I struggle with a bug since hours now. Basically, I do some simple bit operation on an uint64_t array in main.c (no function calls). It works properly on gcc (Ubuntu), MSVS2019 (Windows 10) in Debug, but not in Release. However my target architecture is x64/Windows, so I need to get it work properly with MSVS2019/Release. Besides that, I'm curious what the reason for the problem is. None of the compilers shows errors or warnings.
Now, as soon as I add a totally unrelated command to the loop (commented printf()
), it works properly.
...
int q = 5;
uint64_t a[32] = { 0 };
// a[] is filled with data
for (int i = 0; i < 32; i++) {
a[q] = (a[q] << 2) | 8;
// printf("%i \n", i); // that's the line which makes it work
}
...
Initially I believed that I messed up the stack somewhere before the for()
loop, but I checked it up multiple times ... all fine!
All Google/SE posts explain subject UB to some of the above reasons, but none of these apply for my code. Also the fact, that it works in MSVS2019/Debug and gcc shows the code works.
What do I miss?
--- UPDATE (24.08.2021 12:00) ---
I'm completely stuck, since added printf()
modifies the result and MSVS/Debug works. So how can I inspect variables?!
@Lev M There are quite some calculations before and after the shown for()
loop. That's why I skipped most of the code and just showed the snippet where I could influence the code towards working correctly. I know what should be the final result (it's just a uint64_t), and it's wrong with the Release version of MSVS. I also checked w/o the for()

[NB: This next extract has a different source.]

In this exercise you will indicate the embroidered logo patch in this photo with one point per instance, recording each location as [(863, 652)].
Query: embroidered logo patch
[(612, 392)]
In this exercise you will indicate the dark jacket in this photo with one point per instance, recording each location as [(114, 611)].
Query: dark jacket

loop. It's not optimized "away". If I leave it out completely, the result is again different.
@tstanisl It's just a matter of an uint64_t number. I know that input A should output B.
@Steve Summit That's why I posted (a bit desperate). I checked in all directions, isolated as much code as I could and yet ... no uninitialized variable or array out of bound. Driving me nuts.
@Craig Estey The code is unfortunately quite extensive. I wonder ... could the error also be in a part of the code which doesn't run?
@Eric Postpischil Agreed!
@Nate Eldredge I tested on valgrind (see below).
...
==13997== HEAP SUMMARY:
==13997== in use at exit: 0 bytes in 0 blocks
==13997== total heap usage: 1 allocs, 1 frees, 1,024 bytes allocated
==13997==
==13997== All heap blocks were freed -- no leaks are possible
==13997==
==13997== ERROR SUMMARY: 0 errors from 0 contexts (suppressed: 0 from 0)
--- UPDATE (24.08.2021 18:00) ---
I found the reason for the problem (after countless trial-and-errors), but no solution yet. I post more of the code.
...
int q = 5;
uint64_t a[32] = { 0 };
// a[] is filled with data
for (int i = 0; i < 32; i++) {
a[q] = (a[q] << 2) | 8;
// printf("%i \n", i); // that's the line which makes it work
}
for (int i = 0; i < 32; i++) {
a[q] = (a[q] << 3) | 3;
}
...
In fact, the MSVS/Release compiler did this:
...
int q = 5;
uint64_t a[32] = { 0 };
// a[] is filled with data
for (int i = 0; i < 32; i++) {
a[q] = (a[q] << 2) | 8;
a[q] = (a[q] << 3) | 3;
}
...
... which is not the same. Never seen such a thing!
How can I force the compiler to keep the 2 for()
loops separate?
Summary:
MSVS/Release (default solution properties) optimization will change this code ...
// Code 1
...
int q = 5;
uint64_t a[32];
// a[] is filled with data
for (int i = 0; i < 32; i++) {
a[q] = (a[q] << 2) | 8;
// printf("%i \n", i); // that's the line which makes it work
}
for (int i = 0; i < 32; i++) {
a[q] = (a[q] << 3) | 3;
}
...
... into the following one, which is not the same as ...
// Code 2
...
int q = 5;
uint64_t a[32];
// a[] is filled with data
for (int i = 0; i < 32; i++) {
a[q] = (a[q] << 2) | 8;
a[q] = (a[q] << 3) | 3;
}
...
Above excerpt is slightly simplified, since not limited to constant 32 loops, but kept variable (% 8). Hence 64-bit constants can't be used as commented by a user.
Discoveries:
MSVS/Release - fails
MSVS/Debug - works
gcc/Release - works
gcc/Debug - works
MSVS/Release optimization merges the two for()
loops (Code 1) into one for()
loop (Code 2).
Fixes:
The commented printf()
provides an artificial fix this as the compiler sees the requirement to print an intermediate result.
An alternative fix would be to to use the type qualifier volatile
for a[]
.
The root of the issue is, that MSVS optimization doesn't consider that the index q
remains the same in both loops, meaning that the first loop needs to finish before the second loop starts.